356時代の純正カラーを新車時代からまとう、特別な911S
今回RMサザビーズ「THE CARRERA COLLECTION」パート2イタリア篇に出品されたポルシェ911Sクーペは、Bシリーズとしては比較的早い時期に生産され、1969年1月にイタリアのヴェネツィア郊外メストレに、新車として納車された個体とされる。
まず興味深いのは、同じポルシェでも旧い「356」時代の専用カラーであり、当時911には設定されていなかったはずの「ケーニヒスブラウ(Koenigsblau:ロイヤルブルー)」が、最初のオーナーの意向であえて特別注文されていたことであろう。
さらに当時のファーストオーナーは、ハウンドトゥース(千鳥格子)柄のファブリックと黒いレザレット(ビニールレザー)のコンビシート、そしてザックリとした風合いのバスケット織インサートで設えたインテリアをオーダーし、オシャレな特注ボディカラーをまとう911をさらにカスタマイズしていた。
この911Sは、のちにシチリア島パレルモ近郊のボルゲットに長年居住していたことが記録されているが、「カルデックス(Kardex)」社にストレージされた公式ファクトリー生産記録のコピー(ファイルで閲覧可能)でも確認できるように、クラシックカーのマーケットでは重要視される「マッチングナンバー」が、シャシー/エンジン/ギヤボックスともに維持され、レストアの際にも新車時代のオリジナリティが尊重されている。
このオークション出品のために新規作成された公式WEBカタログでは、「大規模かつ正しい時代考証に基づいたレストア歴のあるこの911Sクーペは、1960年代後半におけるシュトゥットガルトの傑作をダイレクトに体験できる絶好のチャンスを提供する一台」と高らかにアピールされていた。

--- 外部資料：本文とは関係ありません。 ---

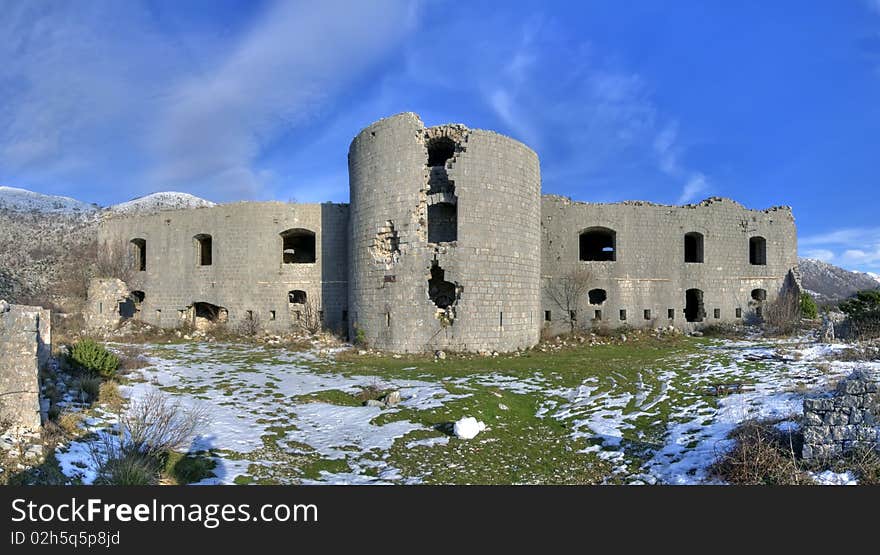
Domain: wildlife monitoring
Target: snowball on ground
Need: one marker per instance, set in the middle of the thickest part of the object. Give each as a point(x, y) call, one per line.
point(468, 427)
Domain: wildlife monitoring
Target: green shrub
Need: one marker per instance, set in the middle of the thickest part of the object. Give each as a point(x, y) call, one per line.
point(863, 312)
point(92, 357)
point(809, 309)
point(87, 388)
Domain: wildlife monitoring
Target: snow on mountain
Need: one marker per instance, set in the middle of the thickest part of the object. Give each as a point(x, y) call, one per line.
point(168, 200)
point(827, 282)
point(22, 200)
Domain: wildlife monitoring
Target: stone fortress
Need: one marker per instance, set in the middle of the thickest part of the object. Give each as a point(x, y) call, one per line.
point(448, 243)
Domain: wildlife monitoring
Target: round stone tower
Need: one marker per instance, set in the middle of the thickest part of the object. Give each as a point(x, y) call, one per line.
point(445, 238)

そしてカレラ・コレクションとRMサザビーズ欧州本社との協議の結果、このロイヤルブルーの911Sには、10万ユーロ~14万ユーロというエスティメート(推定落札価格)が設定されていた。だが、7月12日に主にオンライン形式で行われた競売では順調にビッド(入札)が進んだようで、終わってみれば12万3050ユーロ、日本円換算で約1920万円というなかなかの高値でハンマーが落とされることになった。
空冷911のマーケット価格といえば2010年代中盤あたりがピークで、ここ数年は落ちついていた感もある。しかし、今回のハンマープライスはピーク時における相場価格にも匹敵するものといえるだろう。
そこには、来歴やレストア時の時代考証の確かさや現状のコンディションに加えて、たとえば希少なボディカラーが新車時代から継続されていることなども、重要な要因として働いたかに思われるのだ。